I tried not to be nervous. I put my ears to the connecting walls to right and left, but across the space of the carports I could hear nothing. Before I had set up my barricade I had softly opened the door and gone out and looked round. There had been a glimmer of light from Numbers 8 and 10 and from James Bond’s Number 40 away down to the left. Everything had been peaceful, everything quiet. Now I stood in the middle of the room and had a last look round. I had done everything he had told me to do. I remembered the prayers I was going to say and I knelt down there and then on the carpet and said them. I thanked, but I also asked. Then I took two aspirin, turned down the light and blew across the glass chimney to put it out, and went over to my floor bed in the corner. After unzipping the front of my overalls and unlacing but not removing my shoes, I curled myself up in the blankets.

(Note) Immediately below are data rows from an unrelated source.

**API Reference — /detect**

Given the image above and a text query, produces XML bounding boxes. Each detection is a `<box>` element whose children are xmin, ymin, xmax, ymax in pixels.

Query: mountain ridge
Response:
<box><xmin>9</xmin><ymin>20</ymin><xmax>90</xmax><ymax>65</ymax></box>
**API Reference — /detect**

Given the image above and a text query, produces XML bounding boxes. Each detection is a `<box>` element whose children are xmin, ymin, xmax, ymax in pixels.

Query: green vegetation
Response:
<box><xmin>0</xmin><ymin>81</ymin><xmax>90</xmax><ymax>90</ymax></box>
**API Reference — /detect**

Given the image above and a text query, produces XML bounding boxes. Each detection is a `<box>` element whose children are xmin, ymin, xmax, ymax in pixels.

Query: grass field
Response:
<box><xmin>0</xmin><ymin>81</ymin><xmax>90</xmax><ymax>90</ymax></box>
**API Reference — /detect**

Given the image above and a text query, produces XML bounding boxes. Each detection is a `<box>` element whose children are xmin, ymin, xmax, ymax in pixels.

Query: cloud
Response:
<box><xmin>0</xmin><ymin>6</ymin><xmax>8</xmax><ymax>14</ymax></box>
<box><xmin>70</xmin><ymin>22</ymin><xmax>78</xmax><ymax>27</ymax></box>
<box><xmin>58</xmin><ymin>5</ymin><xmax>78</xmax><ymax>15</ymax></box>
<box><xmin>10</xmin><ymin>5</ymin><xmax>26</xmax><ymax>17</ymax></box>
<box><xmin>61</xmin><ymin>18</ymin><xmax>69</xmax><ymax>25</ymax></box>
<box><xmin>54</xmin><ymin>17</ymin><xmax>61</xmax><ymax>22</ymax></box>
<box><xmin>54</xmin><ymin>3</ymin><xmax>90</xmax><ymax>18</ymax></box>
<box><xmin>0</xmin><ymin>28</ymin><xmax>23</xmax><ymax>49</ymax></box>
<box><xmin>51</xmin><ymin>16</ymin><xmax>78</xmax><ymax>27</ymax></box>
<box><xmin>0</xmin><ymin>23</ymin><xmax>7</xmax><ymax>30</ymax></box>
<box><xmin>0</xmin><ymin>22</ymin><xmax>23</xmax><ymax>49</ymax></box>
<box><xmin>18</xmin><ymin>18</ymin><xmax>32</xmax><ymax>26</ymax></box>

I never take aspirins or any other pills. These, after carefully reading the instructions, I had taken from the little first-aid kit my practical mind had told me to include in my scrap of luggage. I was anyway exhausted, beat to the wide, and the pills, to me as strong as morphia, soon sent me off into a delicious half-sleep in which there was no danger but only the dark, exciting face and the new-found knowledge that there really did exist such men. Soppier even than that, I remembered the first touch of his hand holding the lighter and thought carefully about each kiss separately, and then, but only after vaguely remembering the gun and slipping my hand under the pillow to make sure it was there, I went happily to sleep.